Come giudichi il recente taglio di bilancio decretato dal governo nei confronti del F.U.S., e secondo te quali provvedimenti andrebbero adottati per migliorare la situazione dell’odierna industria cinematografica?

Trovo che un paese in cui la cultura tutta, non solo il cinema, viene trattata come è successo in Italia negli ultimi anni sia un paese barbaro e sull’orlo del collasso, morale e sociale.

Cosa pensi che manchi al cinema italiano per tornare ad essere pienamente un’ “industria” capace di riportare il pubblico in sala?

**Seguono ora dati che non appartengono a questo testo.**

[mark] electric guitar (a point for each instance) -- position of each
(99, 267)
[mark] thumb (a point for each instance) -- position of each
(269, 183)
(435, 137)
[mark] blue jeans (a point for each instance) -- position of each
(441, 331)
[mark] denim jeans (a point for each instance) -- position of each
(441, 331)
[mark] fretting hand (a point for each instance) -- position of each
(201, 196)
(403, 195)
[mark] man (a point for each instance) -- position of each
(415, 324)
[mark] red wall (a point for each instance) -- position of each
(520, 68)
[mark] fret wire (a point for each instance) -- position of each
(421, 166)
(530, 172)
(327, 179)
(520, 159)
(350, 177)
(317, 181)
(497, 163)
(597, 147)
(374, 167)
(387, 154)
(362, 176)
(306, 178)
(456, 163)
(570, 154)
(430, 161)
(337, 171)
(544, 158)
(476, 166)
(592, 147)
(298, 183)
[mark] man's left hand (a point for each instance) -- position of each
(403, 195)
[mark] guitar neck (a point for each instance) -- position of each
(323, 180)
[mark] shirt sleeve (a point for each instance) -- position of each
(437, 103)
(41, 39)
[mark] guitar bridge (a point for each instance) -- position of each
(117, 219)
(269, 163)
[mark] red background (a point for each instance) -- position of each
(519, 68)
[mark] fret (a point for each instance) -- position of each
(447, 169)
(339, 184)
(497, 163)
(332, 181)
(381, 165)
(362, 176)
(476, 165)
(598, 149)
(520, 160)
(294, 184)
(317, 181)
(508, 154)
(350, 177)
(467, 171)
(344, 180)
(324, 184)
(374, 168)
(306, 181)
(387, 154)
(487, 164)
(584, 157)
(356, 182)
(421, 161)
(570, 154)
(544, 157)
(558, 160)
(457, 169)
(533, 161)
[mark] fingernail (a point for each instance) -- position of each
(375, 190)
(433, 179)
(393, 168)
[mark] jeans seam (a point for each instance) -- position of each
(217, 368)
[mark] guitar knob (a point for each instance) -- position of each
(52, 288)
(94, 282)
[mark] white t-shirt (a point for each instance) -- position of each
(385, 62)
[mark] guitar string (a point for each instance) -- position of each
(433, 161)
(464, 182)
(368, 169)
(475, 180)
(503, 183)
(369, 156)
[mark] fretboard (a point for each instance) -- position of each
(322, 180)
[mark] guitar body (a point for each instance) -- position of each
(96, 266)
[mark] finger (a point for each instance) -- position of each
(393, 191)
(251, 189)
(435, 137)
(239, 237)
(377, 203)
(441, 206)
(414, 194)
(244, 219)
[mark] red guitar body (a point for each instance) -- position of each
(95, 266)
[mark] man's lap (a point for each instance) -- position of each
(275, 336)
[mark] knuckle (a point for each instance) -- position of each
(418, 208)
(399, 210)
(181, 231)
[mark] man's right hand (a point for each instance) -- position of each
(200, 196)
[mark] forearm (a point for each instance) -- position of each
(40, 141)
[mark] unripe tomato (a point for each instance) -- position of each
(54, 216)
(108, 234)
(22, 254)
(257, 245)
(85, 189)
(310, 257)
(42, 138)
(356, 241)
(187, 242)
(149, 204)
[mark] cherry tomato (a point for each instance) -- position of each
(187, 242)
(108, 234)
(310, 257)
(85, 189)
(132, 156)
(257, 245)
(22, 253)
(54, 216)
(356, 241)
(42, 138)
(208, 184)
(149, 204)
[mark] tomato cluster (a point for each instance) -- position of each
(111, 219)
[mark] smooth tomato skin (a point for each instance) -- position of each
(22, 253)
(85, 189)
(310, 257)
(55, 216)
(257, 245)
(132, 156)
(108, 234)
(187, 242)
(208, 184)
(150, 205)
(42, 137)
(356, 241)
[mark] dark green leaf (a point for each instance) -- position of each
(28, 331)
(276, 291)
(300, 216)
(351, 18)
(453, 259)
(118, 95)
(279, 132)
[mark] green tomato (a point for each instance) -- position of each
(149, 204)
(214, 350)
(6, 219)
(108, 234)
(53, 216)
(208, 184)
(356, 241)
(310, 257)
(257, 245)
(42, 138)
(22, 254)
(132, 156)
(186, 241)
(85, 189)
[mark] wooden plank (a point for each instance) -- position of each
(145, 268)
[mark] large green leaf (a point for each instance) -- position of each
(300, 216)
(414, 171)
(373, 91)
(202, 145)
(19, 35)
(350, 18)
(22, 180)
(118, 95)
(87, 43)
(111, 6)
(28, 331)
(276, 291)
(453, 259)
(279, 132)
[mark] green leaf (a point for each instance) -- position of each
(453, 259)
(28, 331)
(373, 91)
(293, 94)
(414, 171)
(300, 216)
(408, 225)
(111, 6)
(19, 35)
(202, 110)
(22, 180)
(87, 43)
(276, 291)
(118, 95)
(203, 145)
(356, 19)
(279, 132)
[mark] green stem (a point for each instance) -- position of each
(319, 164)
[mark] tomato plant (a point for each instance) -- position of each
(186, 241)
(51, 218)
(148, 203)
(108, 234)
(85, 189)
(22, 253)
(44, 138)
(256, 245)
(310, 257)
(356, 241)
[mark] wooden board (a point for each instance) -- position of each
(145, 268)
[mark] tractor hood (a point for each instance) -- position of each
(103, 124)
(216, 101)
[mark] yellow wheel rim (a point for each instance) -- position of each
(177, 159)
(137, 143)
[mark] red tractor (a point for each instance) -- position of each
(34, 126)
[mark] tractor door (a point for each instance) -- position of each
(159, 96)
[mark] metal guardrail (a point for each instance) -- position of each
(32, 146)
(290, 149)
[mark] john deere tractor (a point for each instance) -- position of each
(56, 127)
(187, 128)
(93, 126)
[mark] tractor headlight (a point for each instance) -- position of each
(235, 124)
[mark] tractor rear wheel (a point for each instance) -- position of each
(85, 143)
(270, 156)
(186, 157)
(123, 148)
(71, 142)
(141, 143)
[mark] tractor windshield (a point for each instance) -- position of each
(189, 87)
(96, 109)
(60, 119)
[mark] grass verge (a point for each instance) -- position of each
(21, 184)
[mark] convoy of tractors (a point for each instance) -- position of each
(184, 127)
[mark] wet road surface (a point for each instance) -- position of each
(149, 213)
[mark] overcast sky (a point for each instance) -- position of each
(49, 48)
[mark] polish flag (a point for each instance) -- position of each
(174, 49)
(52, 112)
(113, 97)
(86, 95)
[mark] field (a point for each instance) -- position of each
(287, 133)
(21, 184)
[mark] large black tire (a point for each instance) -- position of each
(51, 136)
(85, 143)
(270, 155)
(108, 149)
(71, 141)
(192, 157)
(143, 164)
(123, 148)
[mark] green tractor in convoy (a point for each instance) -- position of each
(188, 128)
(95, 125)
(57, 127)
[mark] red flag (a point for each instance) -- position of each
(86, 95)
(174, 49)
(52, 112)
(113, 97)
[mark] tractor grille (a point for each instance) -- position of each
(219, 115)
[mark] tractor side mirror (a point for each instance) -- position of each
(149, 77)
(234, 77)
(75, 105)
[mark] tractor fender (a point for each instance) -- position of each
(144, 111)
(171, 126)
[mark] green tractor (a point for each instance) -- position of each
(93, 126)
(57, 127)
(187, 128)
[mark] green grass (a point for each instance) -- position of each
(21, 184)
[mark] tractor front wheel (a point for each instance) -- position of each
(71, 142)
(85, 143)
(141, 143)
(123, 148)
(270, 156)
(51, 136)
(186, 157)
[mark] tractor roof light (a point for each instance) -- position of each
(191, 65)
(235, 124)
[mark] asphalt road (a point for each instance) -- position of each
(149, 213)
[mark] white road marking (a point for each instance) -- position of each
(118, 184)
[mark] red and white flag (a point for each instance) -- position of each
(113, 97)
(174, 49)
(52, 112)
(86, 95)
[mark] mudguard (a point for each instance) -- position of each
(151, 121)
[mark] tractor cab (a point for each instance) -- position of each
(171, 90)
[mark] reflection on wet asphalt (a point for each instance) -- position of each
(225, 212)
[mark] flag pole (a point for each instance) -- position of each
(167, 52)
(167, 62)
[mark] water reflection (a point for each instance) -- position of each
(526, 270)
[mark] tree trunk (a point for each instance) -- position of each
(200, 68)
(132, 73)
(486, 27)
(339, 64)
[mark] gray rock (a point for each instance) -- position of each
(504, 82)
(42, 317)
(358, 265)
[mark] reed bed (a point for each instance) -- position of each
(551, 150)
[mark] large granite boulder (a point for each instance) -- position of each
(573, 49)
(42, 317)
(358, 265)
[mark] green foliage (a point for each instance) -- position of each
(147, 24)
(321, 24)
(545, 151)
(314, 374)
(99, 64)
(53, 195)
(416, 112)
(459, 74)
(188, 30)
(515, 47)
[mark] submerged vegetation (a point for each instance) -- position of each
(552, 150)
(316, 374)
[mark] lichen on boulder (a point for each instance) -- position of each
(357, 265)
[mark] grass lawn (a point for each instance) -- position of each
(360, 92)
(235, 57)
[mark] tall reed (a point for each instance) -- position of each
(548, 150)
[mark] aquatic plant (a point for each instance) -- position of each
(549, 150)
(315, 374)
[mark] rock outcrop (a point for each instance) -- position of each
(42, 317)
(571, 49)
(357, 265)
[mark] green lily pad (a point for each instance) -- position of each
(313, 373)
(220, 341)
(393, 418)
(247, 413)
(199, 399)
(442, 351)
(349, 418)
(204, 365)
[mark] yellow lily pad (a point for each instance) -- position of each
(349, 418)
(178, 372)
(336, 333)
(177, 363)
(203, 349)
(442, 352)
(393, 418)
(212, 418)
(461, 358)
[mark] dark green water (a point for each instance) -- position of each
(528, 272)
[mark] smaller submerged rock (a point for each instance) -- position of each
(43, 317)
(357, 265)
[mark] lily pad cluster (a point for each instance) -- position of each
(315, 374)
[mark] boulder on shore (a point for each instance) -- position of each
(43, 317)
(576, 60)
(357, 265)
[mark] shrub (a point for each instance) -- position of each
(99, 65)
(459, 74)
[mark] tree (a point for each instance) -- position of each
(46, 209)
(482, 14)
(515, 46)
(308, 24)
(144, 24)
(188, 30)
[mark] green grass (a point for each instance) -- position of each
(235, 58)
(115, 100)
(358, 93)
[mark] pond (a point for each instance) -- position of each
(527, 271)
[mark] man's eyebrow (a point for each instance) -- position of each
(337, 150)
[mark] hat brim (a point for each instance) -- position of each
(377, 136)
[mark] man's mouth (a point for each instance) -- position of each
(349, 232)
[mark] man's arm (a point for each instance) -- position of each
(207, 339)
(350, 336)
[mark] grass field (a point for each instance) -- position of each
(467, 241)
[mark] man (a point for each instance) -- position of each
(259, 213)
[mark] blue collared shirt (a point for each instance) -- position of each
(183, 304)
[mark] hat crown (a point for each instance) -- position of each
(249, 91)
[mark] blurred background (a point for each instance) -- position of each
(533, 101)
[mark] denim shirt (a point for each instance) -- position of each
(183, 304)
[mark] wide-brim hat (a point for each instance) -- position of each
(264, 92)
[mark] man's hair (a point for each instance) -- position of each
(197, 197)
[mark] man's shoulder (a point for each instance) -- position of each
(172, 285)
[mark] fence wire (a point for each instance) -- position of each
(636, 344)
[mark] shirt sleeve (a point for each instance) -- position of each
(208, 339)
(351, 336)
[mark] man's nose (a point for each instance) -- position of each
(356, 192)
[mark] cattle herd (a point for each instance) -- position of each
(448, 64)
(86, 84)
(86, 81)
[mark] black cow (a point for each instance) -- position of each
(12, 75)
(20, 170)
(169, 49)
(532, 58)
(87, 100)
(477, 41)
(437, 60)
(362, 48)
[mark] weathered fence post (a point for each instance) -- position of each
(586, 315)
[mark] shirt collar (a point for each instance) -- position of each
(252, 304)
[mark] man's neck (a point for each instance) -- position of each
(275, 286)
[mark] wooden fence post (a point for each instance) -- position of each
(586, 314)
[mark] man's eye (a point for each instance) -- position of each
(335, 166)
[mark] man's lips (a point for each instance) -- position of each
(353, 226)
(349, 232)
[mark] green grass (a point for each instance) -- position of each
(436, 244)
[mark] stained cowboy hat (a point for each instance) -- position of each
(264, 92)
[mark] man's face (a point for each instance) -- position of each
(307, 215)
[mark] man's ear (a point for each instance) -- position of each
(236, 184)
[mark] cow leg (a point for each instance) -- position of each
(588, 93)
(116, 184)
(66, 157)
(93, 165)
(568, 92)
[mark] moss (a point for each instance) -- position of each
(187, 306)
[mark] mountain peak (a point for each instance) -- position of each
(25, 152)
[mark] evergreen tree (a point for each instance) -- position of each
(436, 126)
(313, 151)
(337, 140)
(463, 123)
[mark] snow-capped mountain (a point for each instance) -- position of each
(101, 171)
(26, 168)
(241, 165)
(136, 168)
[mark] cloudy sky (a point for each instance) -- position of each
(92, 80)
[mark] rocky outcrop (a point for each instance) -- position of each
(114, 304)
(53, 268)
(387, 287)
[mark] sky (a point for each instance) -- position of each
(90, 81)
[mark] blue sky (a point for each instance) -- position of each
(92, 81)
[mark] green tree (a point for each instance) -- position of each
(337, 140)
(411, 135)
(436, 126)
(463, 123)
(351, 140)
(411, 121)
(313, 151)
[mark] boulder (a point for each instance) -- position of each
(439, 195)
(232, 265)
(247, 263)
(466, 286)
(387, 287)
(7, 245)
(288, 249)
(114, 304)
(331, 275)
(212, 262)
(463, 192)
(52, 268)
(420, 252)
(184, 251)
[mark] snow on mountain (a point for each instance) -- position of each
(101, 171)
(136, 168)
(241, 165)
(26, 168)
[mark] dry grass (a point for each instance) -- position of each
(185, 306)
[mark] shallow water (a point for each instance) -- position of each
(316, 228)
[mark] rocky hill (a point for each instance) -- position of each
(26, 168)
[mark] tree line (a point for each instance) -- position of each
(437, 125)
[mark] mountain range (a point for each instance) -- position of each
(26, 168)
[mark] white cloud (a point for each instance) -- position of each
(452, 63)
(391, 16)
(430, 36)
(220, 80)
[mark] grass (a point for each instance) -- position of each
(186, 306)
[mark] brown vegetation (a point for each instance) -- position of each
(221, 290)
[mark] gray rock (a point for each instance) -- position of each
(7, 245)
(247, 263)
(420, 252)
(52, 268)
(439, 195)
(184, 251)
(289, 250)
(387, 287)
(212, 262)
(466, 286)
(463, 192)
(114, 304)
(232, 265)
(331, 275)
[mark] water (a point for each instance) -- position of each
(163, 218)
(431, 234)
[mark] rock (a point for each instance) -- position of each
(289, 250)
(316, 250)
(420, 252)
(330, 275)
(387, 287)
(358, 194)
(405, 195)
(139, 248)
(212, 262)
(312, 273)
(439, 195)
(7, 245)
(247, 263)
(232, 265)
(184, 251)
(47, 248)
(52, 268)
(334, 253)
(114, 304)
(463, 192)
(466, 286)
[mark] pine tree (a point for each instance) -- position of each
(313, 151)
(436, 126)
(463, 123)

Non so se il cinema italiano sia mai stato un’industria nel senso americano del termine. Penso di no, e questa è stata la nostra forza nel passato. E forse il nostro problema maggiore oggi. Trovo inoltre sbagliato inseguire modelli di paesi tanto diversi da noi, sia culturalmente sia come potere di mercato. Quello che mi auguro e che sono certo farebbe la differenza è una maggiore attenzione nei confronti del prodotto filmico italiano da parte di chi lo realizza produttivamente e autorialmente. L’unica strada percorribile per riportare il pubblico in sala è fare dei buoni film qualunque cosa significhi e in qualunque modo si faccia. Certo è che se poi gli esercenti, che sono imprenditori e quindi le loro scelte di programmazione insindacabili, ad un bel film italiano preferiscono una qualunque porcheria di oltre oceano, allora forse non c’è soluzione...

Stai già preparando un altro film? Puoi parlarci del tuo nuovo progetto?

Ho iniziato a scrivere una nuova sceneggiatura. Si tratta di un progetto molto ambizioso, forse troppo: un film di guerra ambientato durante un conflitto non meglio identificato nel quale il protagonista si scontra con la sua perdita dell’innocenza e la scoperta dell’orrore dell’uomo. In un epoca in cui giornalmente rimaniamo più o meno inerti di fronte alle notizie giornaliere di morte e violenza, mi sembra che una storia del genere vada raccontata. Anche se non è mai accaduta. O se l’hai già sentita. Perché quando non esiste più nessuna frontiera, nessuno scopo perdi il controllo, l’equilibrio. E cadi. Nel caos. Ma la storia è ancora a livello embrionale, sento ancora di non essermi liberato del tutto di Padiglione 22, e forse solo quando camminerà con le sue gambe allora potrò rivolgere l’attenzione ad altro.